ELV STATUS REPORT: E05-01

Mission: CALIPSO/CloudSat
Launch Vehicle: Boeing Delta 7420 DPAF
Launch Pad: Space Launch Complex 2, Vandenberg Air Force Base (VAFB), Calif.
Launch Date: NET, July 22, 2005
Launch Window: TBD

The CloudSat spacecraft arrived via truck at VAFB May 2 from Ball Aerospace & Technologies Corp., Boulder, Colo. The Cloud-Aerosol Lidar and Infrared Pathfinder Satellite Observation spacecraft (CALIPSO) arrived May 20 from France aboard an Antonov cargo plane. Both are being processed at the VAFB Astrotech Payload Processing Facility.

Electrical and spacecraft transmitter testing on CloudSat is complete. The CALIPSO post-arrival state-of-health checks continue, and electrical ground-support equipment is being set up for additional testing. The Wide Field Camera is scheduled for integration tomorrow with the spacecraft.

CALIPSO and CloudSat will provide never-before-seen 3-D perspectives of how clouds and aerosols form, evolve, and affect weather and climate. CALIPSO and CloudSat will fly in formation with three other satellites to enhance understanding of climate systems.

Part of the NASA Earth System Science Pathfinder program, CALIPSO is a collaborative effort with the French space agency, Centre National d’Etudes Spatiales (CNES); Ball Aerospace; and France’s Institut Pierre Simon Laplace. Ball Aerospace is responsible for CALIPSO’s scientific instrument and communications suite, including the lidar and Wide Field Camera. CNES provided a three-channel imaging infrared radiometer, which will monitor and command CALIPSO during its 36-month mission.

Mission: Mars Reconnaissance Orbiter (MRO)
Launch Vehicle: Lockheed Martin Atlas V 401
Launch Pad: Complex 41, Cape Canaveral Air Force Station (CCAFS), Fla.
Launch Date: August 10, 2005
Launch Window: 7:53:59 to 9:53:58 a.m. (EDT)
The MRO arrived April 30 at the Kennedy Space Center (KSC) Shuttle Landing Facility aboard a C-17 cargo plane. It was taken to the Payload Hazardous Servicing Facility (PHSF) for processing.

End-to-end communications system testing with the Deep Space Network (MIL-71) ended May 21. The final functional test of the Shallow Radar (SHARAD) instrument was completed on May 24. SHARAD was provided by the Italian Space Agency. A full range-of-motion gimbal test of the MRO high-gain antenna was completed on May 25.

The Atlas V arrived March 31 at CCAFS on board an Antonov cargo plane. It was taken to the high bay at the Atlas Spaceflight Operations Center. The Atlas booster stage was transported to the gantry-like Vertical Integration Facility (VIF) at Space Launch Complex 41 and erected on May 6. The Centaur upper stage will arrive June 6. It will be mated to the Atlas on June 17.
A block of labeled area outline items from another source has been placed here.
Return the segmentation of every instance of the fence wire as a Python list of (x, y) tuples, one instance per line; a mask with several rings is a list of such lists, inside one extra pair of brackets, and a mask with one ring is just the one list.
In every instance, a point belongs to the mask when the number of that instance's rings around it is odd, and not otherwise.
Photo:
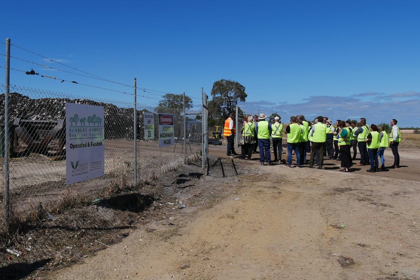
[[(4, 143), (4, 86), (0, 88), (1, 144)], [(95, 201), (126, 188), (136, 189), (144, 182), (196, 159), (203, 148), (201, 124), (184, 123), (182, 110), (137, 104), (136, 135), (134, 135), (133, 103), (58, 93), (18, 86), (10, 87), (9, 171), (10, 205), (14, 215), (58, 207), (75, 200)], [(103, 106), (105, 172), (103, 176), (66, 185), (65, 103)], [(144, 112), (173, 115), (175, 145), (158, 146), (158, 119), (154, 135), (145, 140)], [(199, 123), (200, 122), (198, 122)], [(184, 131), (187, 149), (184, 150)], [(134, 172), (134, 141), (137, 141), (137, 170)], [(205, 139), (207, 141), (207, 139)], [(0, 148), (4, 156), (4, 144)], [(5, 184), (1, 160), (2, 196)], [(134, 174), (137, 178), (134, 180)], [(138, 182), (137, 185), (134, 182)], [(4, 202), (1, 200), (1, 209)], [(110, 217), (111, 218), (111, 217)]]

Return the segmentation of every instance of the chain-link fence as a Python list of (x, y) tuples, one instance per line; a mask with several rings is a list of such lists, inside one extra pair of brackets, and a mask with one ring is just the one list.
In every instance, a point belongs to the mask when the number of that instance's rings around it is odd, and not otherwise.
[[(4, 150), (3, 142), (4, 88), (1, 85), (0, 138), (2, 145), (0, 149), (3, 156), (7, 152)], [(204, 135), (202, 126), (201, 123), (198, 125), (189, 122), (184, 125), (183, 110), (137, 104), (137, 127), (134, 130), (134, 103), (16, 86), (10, 87), (9, 92), (9, 182), (5, 182), (5, 163), (2, 157), (0, 192), (2, 197), (5, 186), (8, 186), (10, 205), (15, 216), (38, 209), (40, 204), (43, 209), (51, 208), (69, 201), (95, 201), (117, 190), (138, 188), (145, 182), (176, 168), (186, 160), (198, 158), (202, 152)], [(69, 185), (66, 184), (66, 102), (103, 106), (105, 131), (104, 175)], [(155, 116), (156, 129), (152, 137), (145, 137), (144, 115), (146, 112)], [(172, 146), (158, 147), (158, 113), (173, 115), (175, 143)], [(185, 142), (184, 135), (188, 138)], [(191, 141), (189, 141), (190, 138)], [(3, 200), (2, 209), (4, 208)]]

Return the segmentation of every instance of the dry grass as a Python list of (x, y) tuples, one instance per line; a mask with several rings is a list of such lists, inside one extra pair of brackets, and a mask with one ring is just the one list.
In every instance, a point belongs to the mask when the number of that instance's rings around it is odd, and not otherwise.
[(400, 147), (401, 148), (410, 149), (420, 148), (420, 134), (403, 134), (401, 136)]

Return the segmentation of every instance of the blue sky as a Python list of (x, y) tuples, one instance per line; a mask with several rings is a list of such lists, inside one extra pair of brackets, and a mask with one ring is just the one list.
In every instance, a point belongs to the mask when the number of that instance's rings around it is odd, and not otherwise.
[(211, 99), (226, 79), (245, 87), (246, 113), (420, 127), (417, 0), (23, 0), (1, 10), (0, 41), (18, 58), (11, 85), (132, 102), (135, 77), (138, 103), (185, 92), (198, 106), (202, 87)]

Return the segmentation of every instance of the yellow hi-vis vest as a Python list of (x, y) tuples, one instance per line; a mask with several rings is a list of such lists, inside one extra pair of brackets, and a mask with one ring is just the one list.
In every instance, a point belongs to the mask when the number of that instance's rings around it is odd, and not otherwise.
[(381, 148), (388, 147), (388, 134), (385, 131), (381, 131), (379, 134), (382, 133), (382, 139), (381, 139), (381, 142), (379, 142), (379, 147)]
[(268, 122), (267, 121), (260, 121), (257, 125), (258, 127), (258, 134), (257, 136), (257, 138), (259, 139), (270, 139)]
[(357, 142), (364, 142), (366, 139), (367, 134), (369, 134), (369, 127), (367, 125), (364, 125), (362, 127), (362, 129), (363, 131), (362, 133), (359, 133), (357, 135)]
[(273, 138), (283, 138), (283, 125), (281, 123), (271, 125), (271, 137)]
[(255, 127), (254, 124), (251, 122), (246, 123), (244, 125), (244, 133), (242, 136), (254, 137)]
[(294, 123), (290, 124), (289, 127), (290, 128), (290, 132), (287, 134), (287, 143), (299, 143), (301, 135), (302, 134), (301, 126), (298, 124)]
[[(345, 130), (347, 131), (347, 136), (345, 137), (343, 137), (341, 136), (341, 133), (343, 132), (343, 131)], [(350, 132), (350, 130), (347, 127), (343, 128), (341, 131), (340, 132), (340, 134), (338, 134), (338, 147), (341, 146), (345, 146), (346, 145), (350, 145), (350, 136), (351, 135), (351, 132)]]
[(329, 128), (327, 128), (325, 124), (321, 122), (316, 123), (312, 127), (313, 128), (312, 142), (324, 143), (326, 141), (326, 131), (327, 130), (331, 131)]
[[(228, 118), (226, 121), (225, 121), (225, 127), (223, 129), (223, 136), (229, 137), (232, 135), (232, 131), (230, 131), (230, 130), (229, 129), (229, 122), (232, 120), (230, 118)], [(236, 130), (235, 129), (235, 122), (233, 122), (233, 128), (232, 130), (233, 131), (233, 134), (236, 134)]]

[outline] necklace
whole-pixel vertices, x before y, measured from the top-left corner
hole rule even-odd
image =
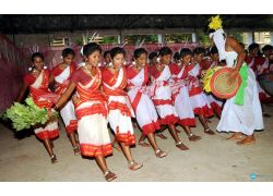
[[[95,70],[94,66],[92,66],[92,71],[90,71],[90,69],[87,68],[87,64],[84,65],[84,70],[86,70],[86,72],[88,72],[90,76],[93,77],[95,75]]]

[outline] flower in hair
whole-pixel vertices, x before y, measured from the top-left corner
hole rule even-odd
[[[219,29],[219,28],[222,28],[223,26],[222,26],[222,19],[219,17],[219,15],[216,15],[216,16],[212,16],[210,20],[209,20],[209,22],[210,22],[210,24],[209,24],[209,27],[211,28],[211,29],[215,29],[215,30],[217,30],[217,29]]]

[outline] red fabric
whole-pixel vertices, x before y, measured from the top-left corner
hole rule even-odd
[[[154,65],[154,66],[150,66],[149,69],[149,72],[150,74],[154,77],[154,78],[157,78],[161,76],[161,72],[157,70],[157,68]]]
[[[108,156],[112,154],[111,144],[106,145],[91,145],[80,144],[81,154],[87,157]]]
[[[123,90],[127,86],[126,69],[122,68],[122,71],[123,71],[123,76],[122,76],[122,82],[119,85],[119,87],[115,89],[110,89],[106,85],[103,85],[104,93],[107,96],[127,96],[127,93]],[[108,86],[114,86],[117,82],[119,72],[111,73],[109,69],[104,69],[102,75],[103,75],[103,81],[105,84],[107,84]]]
[[[203,91],[202,87],[192,87],[189,91],[189,96],[192,97],[194,95],[199,95]]]
[[[24,76],[24,83],[27,84],[27,86],[32,85],[36,81],[36,77],[28,73]]]
[[[123,115],[132,117],[128,106],[117,101],[111,101],[108,105],[108,110],[119,110]]]
[[[213,110],[210,109],[207,106],[204,106],[203,108],[194,108],[193,113],[198,115],[204,115],[205,118],[213,117]]]
[[[272,96],[268,97],[266,94],[264,94],[264,93],[259,93],[259,99],[261,100],[262,103],[272,103],[273,102],[273,97]]]
[[[164,99],[153,99],[154,106],[163,106],[163,105],[174,105],[173,100],[164,100]]]
[[[212,102],[211,107],[214,110],[214,112],[217,114],[217,117],[221,117],[221,114],[222,114],[222,107],[218,106],[216,102]]]
[[[78,128],[78,121],[71,120],[69,125],[66,127],[68,134],[75,132]]]
[[[80,121],[83,117],[93,115],[93,114],[102,114],[105,118],[107,118],[107,113],[108,111],[104,102],[95,103],[95,105],[92,105],[92,107],[75,110],[75,115],[76,115],[78,121]]]
[[[170,114],[161,119],[161,124],[176,124],[179,121],[178,117]]]
[[[156,122],[151,122],[150,124],[145,124],[144,126],[141,127],[142,133],[144,135],[147,135],[150,133],[154,133],[156,130],[161,128],[161,121],[156,121]]]
[[[182,66],[179,66],[177,63],[173,63],[173,64],[169,65],[169,71],[170,71],[171,75],[179,74],[179,72],[181,71],[181,69],[182,69]],[[187,74],[188,73],[186,72],[186,69],[185,69],[183,74],[182,74],[182,76],[181,76],[180,79],[186,78]]]
[[[136,95],[135,95],[135,97],[134,97],[134,99],[131,100],[132,108],[133,108],[134,112],[135,112],[135,110],[136,110],[136,108],[138,108],[138,105],[139,105],[139,102],[140,102],[141,96],[142,96],[142,93],[141,93],[141,91],[138,91]]]
[[[78,69],[71,76],[71,82],[74,84],[81,83],[83,85],[88,84],[91,76],[85,73],[82,69]]]
[[[136,71],[133,69],[133,65],[129,65],[129,66],[127,68],[127,72],[126,72],[126,73],[127,73],[128,79],[132,79],[133,77],[135,77],[135,76],[139,74],[139,72],[136,72]],[[145,66],[144,66],[144,81],[143,81],[143,83],[142,83],[142,86],[146,85],[147,82],[149,82],[149,65],[145,65]]]
[[[76,64],[75,63],[71,63],[70,68],[70,76],[71,74],[76,70]],[[52,68],[51,70],[51,74],[56,77],[58,75],[60,75],[63,72],[62,69],[60,69],[59,64],[57,64],[56,66]]]
[[[59,136],[59,128],[54,131],[43,131],[39,133],[35,133],[35,135],[41,140],[54,139]]]
[[[205,60],[202,60],[199,64],[201,66],[201,70],[207,70],[211,68],[212,61],[205,59]]]
[[[131,134],[129,131],[127,133],[121,134],[119,133],[119,130],[117,130],[115,138],[118,143],[124,143],[126,146],[131,146],[135,144],[135,136]]]
[[[195,119],[182,119],[178,121],[178,124],[182,126],[197,126]]]

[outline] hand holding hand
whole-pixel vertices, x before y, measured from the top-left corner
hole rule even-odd
[[[239,75],[239,72],[238,72],[238,70],[233,70],[230,73],[228,73],[228,84],[233,84],[234,82],[235,82],[235,79],[236,79],[236,77],[238,77],[238,75]]]

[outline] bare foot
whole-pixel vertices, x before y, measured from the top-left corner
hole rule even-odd
[[[73,147],[74,155],[78,156],[81,154],[79,146]]]
[[[244,139],[237,142],[237,145],[251,145],[256,143],[256,138],[250,135],[250,136],[246,136]]]
[[[204,130],[204,133],[206,133],[209,135],[215,135],[215,133],[211,128]]]
[[[180,140],[179,143],[176,144],[176,147],[179,148],[180,150],[188,150],[189,148],[182,144]]]
[[[205,119],[207,123],[212,123],[212,121],[210,119]]]
[[[138,163],[138,162],[135,162],[135,161],[131,161],[131,162],[129,163],[129,166],[128,166],[128,168],[129,168],[130,170],[132,170],[132,171],[139,170],[139,169],[141,169],[142,167],[143,167],[143,164]]]
[[[56,163],[56,162],[58,162],[56,155],[52,155],[52,156],[50,157],[50,159],[51,159],[51,163],[52,163],[52,164]]]
[[[150,144],[145,143],[144,140],[139,140],[139,145],[142,147],[150,147]]]
[[[264,118],[271,118],[271,114],[269,114],[269,113],[266,113],[266,112],[263,112],[263,113],[262,113],[262,117],[264,117]]]
[[[121,147],[119,146],[119,144],[116,140],[114,140],[111,143],[111,147],[115,148],[118,151],[122,151]]]
[[[162,139],[167,139],[168,137],[166,137],[165,135],[163,135],[162,133],[157,133],[155,134],[157,137],[161,137]]]
[[[166,151],[163,151],[161,149],[157,149],[155,151],[155,156],[158,157],[158,158],[163,158],[163,157],[166,157],[168,154]]]
[[[200,140],[202,137],[198,135],[190,134],[189,140],[197,142]]]
[[[240,132],[236,132],[230,137],[228,137],[227,139],[236,140],[236,139],[242,139],[242,138],[244,138],[244,134],[240,133]]]
[[[110,181],[112,181],[114,179],[117,177],[117,175],[116,175],[115,173],[110,172],[109,170],[107,170],[107,171],[105,172],[104,176],[105,176],[105,180],[106,180],[107,182],[110,182]]]

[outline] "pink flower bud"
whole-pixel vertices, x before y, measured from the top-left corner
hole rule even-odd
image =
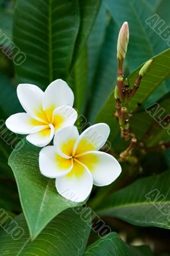
[[[118,40],[117,58],[120,61],[123,61],[125,58],[127,51],[128,38],[128,22],[125,22],[123,23],[120,29]]]

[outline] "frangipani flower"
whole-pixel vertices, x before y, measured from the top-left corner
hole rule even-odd
[[[73,125],[77,120],[72,108],[73,93],[61,79],[54,81],[44,92],[34,84],[19,84],[17,96],[26,113],[12,115],[6,125],[13,132],[29,134],[27,140],[36,146],[46,146],[57,130]]]
[[[121,173],[121,166],[113,156],[98,151],[109,132],[105,124],[92,125],[81,135],[75,126],[60,129],[55,134],[54,146],[45,147],[40,152],[41,173],[56,178],[56,189],[63,196],[74,202],[84,201],[93,184],[109,185]]]

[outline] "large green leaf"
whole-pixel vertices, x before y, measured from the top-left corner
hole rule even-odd
[[[0,29],[6,36],[12,40],[12,13],[0,8]],[[0,38],[0,44],[6,44],[6,40],[4,40],[4,37]]]
[[[153,60],[150,70],[142,79],[138,91],[130,102],[129,110],[134,109],[137,102],[144,104],[154,90],[170,74],[170,49],[156,56],[153,58]],[[131,86],[133,85],[137,77],[141,67],[142,65],[129,76],[128,80]],[[112,111],[115,111],[114,93],[111,95],[96,120],[97,122],[104,122],[110,126],[111,129],[111,142],[112,142],[117,137],[119,131],[118,122],[112,117]]]
[[[100,51],[102,49],[107,25],[107,12],[102,4],[97,19],[88,41],[88,86],[91,86],[97,70]]]
[[[130,246],[124,243],[119,236],[115,233],[105,235],[97,240],[85,252],[84,256],[152,256],[153,253],[149,247]]]
[[[54,217],[66,209],[76,205],[75,203],[65,200],[58,193],[54,180],[41,175],[38,165],[39,152],[40,148],[24,140],[9,159],[32,239],[36,237]]]
[[[170,172],[139,179],[111,195],[98,213],[138,226],[170,229]]]
[[[20,214],[14,219],[15,227],[17,223],[19,227],[17,229],[18,232],[20,231],[18,236],[17,232],[8,234],[5,230],[1,230],[0,255],[82,256],[90,232],[90,218],[89,214],[87,218],[89,225],[87,225],[81,214],[72,209],[66,210],[50,221],[37,239],[31,242],[24,215]],[[8,228],[8,230],[12,229],[10,226]]]
[[[87,100],[88,63],[86,46],[80,53],[72,70],[69,84],[74,92],[74,108],[81,114]]]
[[[80,10],[80,29],[76,39],[73,57],[73,66],[91,32],[102,0],[78,0]]]
[[[18,81],[45,88],[66,79],[79,26],[78,0],[17,1],[13,40],[26,56],[15,66]]]
[[[113,51],[117,39],[116,24],[112,19],[107,27],[105,38],[102,49],[99,64],[93,82],[89,120],[93,122],[97,114],[102,109],[114,87],[116,77],[116,52]]]
[[[6,119],[22,108],[17,98],[17,93],[12,81],[0,74],[0,175],[11,176],[8,158],[15,145],[19,141],[19,135],[6,128]]]

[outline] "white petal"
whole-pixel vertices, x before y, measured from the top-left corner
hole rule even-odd
[[[48,178],[65,175],[72,170],[72,159],[67,159],[58,155],[54,146],[45,147],[40,152],[40,170],[42,174]]]
[[[58,193],[71,201],[84,201],[93,187],[93,178],[86,166],[73,161],[73,168],[66,175],[56,178]]]
[[[43,111],[43,92],[34,84],[20,84],[17,87],[17,95],[24,109],[33,118],[46,121]]]
[[[54,127],[49,124],[49,127],[33,134],[27,135],[27,140],[37,147],[47,146],[52,140],[54,134]]]
[[[67,83],[61,79],[51,83],[44,92],[43,109],[54,109],[62,106],[73,106],[73,93]]]
[[[118,161],[107,153],[91,151],[84,153],[77,159],[88,167],[93,176],[93,184],[97,186],[110,184],[121,172]]]
[[[106,124],[97,124],[90,126],[80,135],[75,143],[73,153],[80,154],[91,150],[98,150],[105,143],[110,133]]]
[[[68,126],[57,131],[54,139],[54,145],[57,152],[64,157],[71,157],[75,141],[79,136],[75,126]]]
[[[77,113],[73,108],[63,106],[54,111],[52,123],[55,131],[57,131],[66,126],[73,125],[77,118]]]
[[[9,130],[19,134],[37,132],[47,128],[47,125],[33,119],[26,113],[12,115],[5,124]]]

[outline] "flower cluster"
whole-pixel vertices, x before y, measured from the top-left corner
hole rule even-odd
[[[28,141],[43,147],[39,156],[40,172],[56,179],[60,195],[82,202],[93,184],[109,185],[118,178],[121,166],[117,160],[98,151],[109,135],[109,126],[97,124],[79,135],[74,126],[77,113],[72,108],[73,93],[65,81],[53,81],[44,92],[35,85],[21,84],[17,96],[26,113],[12,115],[6,125],[13,132],[28,134]],[[53,138],[54,145],[50,145]]]

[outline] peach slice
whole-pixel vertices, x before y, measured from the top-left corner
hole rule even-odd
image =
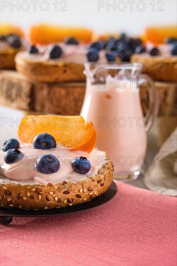
[[[44,40],[52,43],[62,42],[66,37],[72,37],[87,44],[90,41],[92,33],[91,30],[84,28],[41,24],[31,27],[30,39],[31,42],[35,40],[37,43]],[[64,45],[64,43],[62,44]]]
[[[177,38],[177,28],[175,26],[162,27],[149,27],[146,30],[147,41],[154,42],[155,44],[162,44],[169,37]]]
[[[33,116],[23,118],[18,128],[18,136],[23,143],[32,143],[41,133],[48,133],[57,143],[71,150],[91,152],[96,142],[96,132],[91,122],[81,116]]]
[[[21,37],[24,36],[24,34],[20,29],[10,24],[0,23],[0,32],[2,35],[7,35],[12,33],[18,35]]]

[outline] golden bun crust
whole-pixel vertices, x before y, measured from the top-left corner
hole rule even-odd
[[[113,166],[107,162],[93,177],[74,183],[69,181],[46,186],[0,184],[0,207],[26,209],[60,208],[84,203],[104,193],[113,179]]]
[[[152,57],[146,56],[143,54],[134,54],[131,56],[131,60],[132,62],[143,64],[143,73],[155,80],[177,82],[176,56]]]
[[[65,81],[85,81],[84,65],[74,63],[50,60],[38,61],[30,60],[17,54],[15,58],[17,71],[30,79],[43,80],[48,82],[63,80]]]
[[[14,69],[15,58],[18,50],[5,50],[0,53],[0,69]]]

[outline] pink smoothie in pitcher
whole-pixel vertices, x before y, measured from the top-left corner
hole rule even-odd
[[[108,76],[104,84],[93,85],[87,79],[81,115],[93,122],[96,147],[106,152],[115,175],[140,170],[147,136],[136,81]]]

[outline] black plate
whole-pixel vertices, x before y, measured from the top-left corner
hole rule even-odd
[[[26,210],[20,209],[0,208],[0,224],[3,225],[9,224],[11,222],[13,217],[40,217],[52,216],[68,214],[92,209],[110,200],[116,195],[117,191],[117,187],[113,181],[111,186],[105,193],[84,204],[74,205],[65,208],[44,210]]]

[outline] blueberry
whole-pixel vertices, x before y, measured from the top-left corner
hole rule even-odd
[[[118,51],[122,51],[127,48],[127,42],[124,40],[118,40],[116,43],[116,49]]]
[[[126,56],[125,51],[122,50],[122,51],[118,51],[118,54],[122,61],[125,61],[126,59]]]
[[[159,54],[159,49],[157,47],[153,48],[149,52],[149,54],[152,56],[157,56]]]
[[[107,41],[107,45],[105,47],[106,50],[115,51],[116,50],[116,40],[114,37],[110,37]]]
[[[111,61],[115,61],[115,57],[114,56],[114,55],[113,54],[109,54],[109,53],[106,53],[105,54],[105,56],[106,56],[106,57],[107,58],[107,60],[108,61],[109,61],[109,62]]]
[[[90,44],[89,46],[89,48],[96,48],[96,49],[98,49],[98,51],[100,51],[101,49],[101,47],[100,45],[100,42],[95,42],[94,43],[93,43]]]
[[[177,55],[177,42],[174,43],[170,51],[170,54],[172,56]]]
[[[59,169],[60,163],[52,154],[44,154],[38,159],[36,164],[37,170],[44,174],[53,174]]]
[[[145,53],[146,51],[146,47],[140,45],[137,46],[134,52],[136,54],[141,54],[142,53]]]
[[[100,44],[100,50],[104,49],[106,45],[106,42],[104,40],[99,40],[98,42]]]
[[[89,62],[96,62],[98,60],[98,53],[96,50],[90,49],[87,54],[88,60]]]
[[[34,148],[41,149],[54,148],[57,146],[54,138],[48,133],[42,133],[36,136],[32,145]]]
[[[72,160],[71,163],[74,171],[78,174],[85,175],[91,169],[90,163],[86,157],[76,157]]]
[[[165,44],[173,44],[177,42],[177,39],[176,38],[173,38],[173,37],[168,38],[165,40]]]
[[[11,163],[22,158],[24,154],[16,148],[8,149],[5,153],[4,161],[6,163]]]
[[[35,45],[31,45],[29,49],[30,54],[37,54],[39,52],[38,49]]]
[[[10,138],[4,142],[2,149],[3,151],[7,151],[10,148],[18,148],[19,147],[20,144],[16,139]]]
[[[10,34],[7,36],[7,40],[11,48],[19,49],[21,47],[21,38],[19,35]]]
[[[55,45],[50,52],[50,57],[52,59],[56,59],[60,57],[62,54],[62,50],[58,45]]]
[[[69,37],[66,38],[66,43],[67,44],[78,45],[79,44],[79,42],[77,41],[77,40],[74,38],[71,38]]]

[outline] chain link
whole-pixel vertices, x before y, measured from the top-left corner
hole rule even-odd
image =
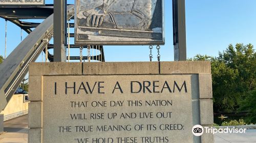
[[[87,53],[88,53],[87,56],[87,59],[88,59],[88,62],[91,62],[91,55],[90,53],[90,50],[91,50],[91,45],[89,45],[87,46]]]
[[[80,46],[80,62],[82,62],[82,49],[83,47],[82,46]]]
[[[158,45],[157,46],[157,60],[159,62],[160,62],[160,57],[161,57],[161,55],[160,55],[160,46]]]
[[[153,55],[152,55],[152,49],[153,49],[153,46],[151,45],[149,47],[150,49],[150,60],[151,62],[152,61],[152,58],[153,58]]]

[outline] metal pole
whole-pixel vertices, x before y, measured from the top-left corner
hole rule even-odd
[[[174,60],[186,61],[185,0],[173,0]]]
[[[68,61],[69,62],[70,60],[70,30],[69,26],[69,20],[68,21]]]
[[[6,58],[6,42],[7,40],[7,19],[5,19],[5,59]]]
[[[53,15],[54,61],[66,62],[67,0],[54,0]]]
[[[20,28],[20,41],[22,41],[22,29]]]
[[[48,59],[48,43],[46,44],[46,62],[47,62],[47,60]]]

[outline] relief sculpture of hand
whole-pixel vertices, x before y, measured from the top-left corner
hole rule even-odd
[[[105,15],[92,14],[86,18],[86,26],[87,27],[98,27],[101,26]]]

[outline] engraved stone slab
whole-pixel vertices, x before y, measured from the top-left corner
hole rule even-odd
[[[189,142],[190,77],[45,76],[43,142],[121,142],[125,137]]]
[[[164,0],[76,0],[75,43],[164,44]]]
[[[191,130],[212,123],[211,97],[200,89],[210,85],[209,62],[34,63],[29,68],[35,91],[29,143],[214,142],[212,135]],[[202,74],[208,75],[203,80]]]

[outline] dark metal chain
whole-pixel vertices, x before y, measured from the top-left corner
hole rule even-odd
[[[82,62],[82,49],[83,49],[82,46],[80,47],[80,62]]]
[[[87,56],[87,59],[88,59],[88,62],[91,61],[91,55],[90,53],[90,50],[91,49],[91,45],[89,45],[87,47],[87,52],[88,53],[88,56]]]
[[[158,53],[158,54],[157,54],[157,60],[158,60],[159,62],[160,62],[160,57],[161,57],[161,55],[160,55],[160,46],[158,45],[157,46],[157,53]]]
[[[152,49],[153,49],[153,46],[152,45],[150,45],[150,60],[151,62],[152,61],[152,58],[153,58],[153,55],[152,55]]]

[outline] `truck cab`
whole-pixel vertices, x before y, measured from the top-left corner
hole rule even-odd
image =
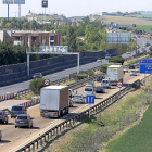
[[[110,79],[102,79],[101,86],[104,88],[111,88]]]

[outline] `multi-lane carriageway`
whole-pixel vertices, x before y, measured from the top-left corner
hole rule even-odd
[[[125,84],[131,84],[137,79],[142,79],[144,74],[138,74],[138,76],[129,76],[129,73],[126,73],[124,76]],[[101,85],[96,83],[96,86]],[[78,89],[78,93],[83,93],[84,87]],[[113,86],[111,89],[106,89],[105,93],[97,93],[96,104],[106,99],[109,96],[118,91],[116,86]],[[24,147],[25,144],[31,142],[39,135],[42,135],[45,131],[65,121],[67,117],[71,117],[75,113],[80,113],[88,109],[87,104],[74,104],[74,107],[69,109],[69,114],[61,117],[60,119],[54,118],[42,118],[40,117],[39,105],[31,106],[27,109],[27,113],[30,114],[34,119],[34,128],[15,128],[14,118],[9,117],[9,124],[0,124],[0,129],[2,130],[2,141],[0,142],[1,152],[15,152],[17,149]]]

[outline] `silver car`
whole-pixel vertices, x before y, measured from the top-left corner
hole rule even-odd
[[[137,76],[136,71],[131,71],[131,72],[130,72],[130,76]]]
[[[0,111],[0,122],[8,124],[8,114],[4,111]]]
[[[1,139],[2,139],[2,132],[1,132],[1,130],[0,130],[0,141],[1,141]]]
[[[28,127],[31,128],[33,127],[33,117],[30,117],[30,115],[28,114],[20,114],[17,115],[17,117],[15,118],[15,128],[16,127]]]
[[[86,103],[83,94],[75,94],[73,101],[74,102]]]

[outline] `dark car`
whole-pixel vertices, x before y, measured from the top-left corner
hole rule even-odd
[[[130,65],[130,66],[129,66],[129,69],[135,69],[135,66],[134,66],[134,65]]]
[[[105,88],[102,87],[102,86],[97,86],[96,89],[94,89],[94,91],[97,93],[104,93],[105,92]]]
[[[11,110],[11,118],[16,117],[18,114],[26,114],[27,110],[23,105],[13,105]]]
[[[0,122],[8,124],[8,114],[4,111],[0,111]]]
[[[34,123],[33,123],[33,117],[28,114],[20,114],[15,118],[15,128],[16,127],[28,127],[31,128]]]
[[[1,139],[2,139],[2,132],[1,132],[1,130],[0,130],[0,141],[1,141]]]
[[[33,78],[42,78],[42,74],[41,73],[35,73]]]
[[[100,75],[100,76],[97,77],[97,81],[102,81],[102,79],[104,79],[103,75]]]

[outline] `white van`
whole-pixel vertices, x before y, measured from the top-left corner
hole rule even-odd
[[[2,132],[1,132],[1,130],[0,130],[0,141],[1,141],[1,139],[2,139]]]
[[[101,86],[104,88],[111,88],[110,79],[102,79]]]
[[[87,94],[96,96],[94,88],[93,87],[85,87],[84,97],[86,97]]]

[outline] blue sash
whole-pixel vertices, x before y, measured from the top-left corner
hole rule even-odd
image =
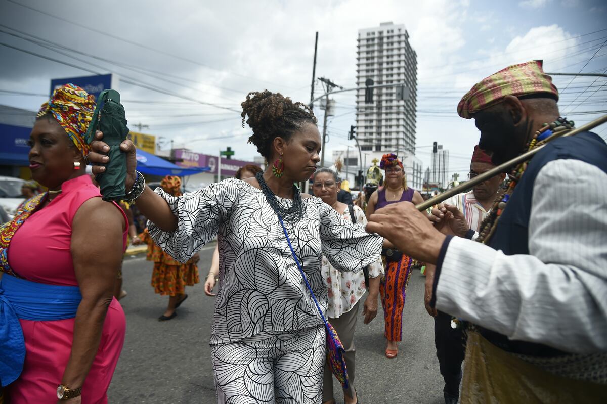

The MRO will be transported from the PHSF to the VIF on July 28. It will be hoisted atop the launch vehicle for final launch preparations. The spacecraft is scheduled for a functional test Aug. 1; followed by launch vehicle and spacecraft integrated testing and closeouts.

The MRO was built by Lockheed Martin Space Systems. The mission is managed by the Jet Propulsion Laboratory, a division of the California Institute of Technology, Pasadena, Calif., for the NASA Science Mission Directorate. International Launch Services and Lockheed Martin Space Systems are providing launch services.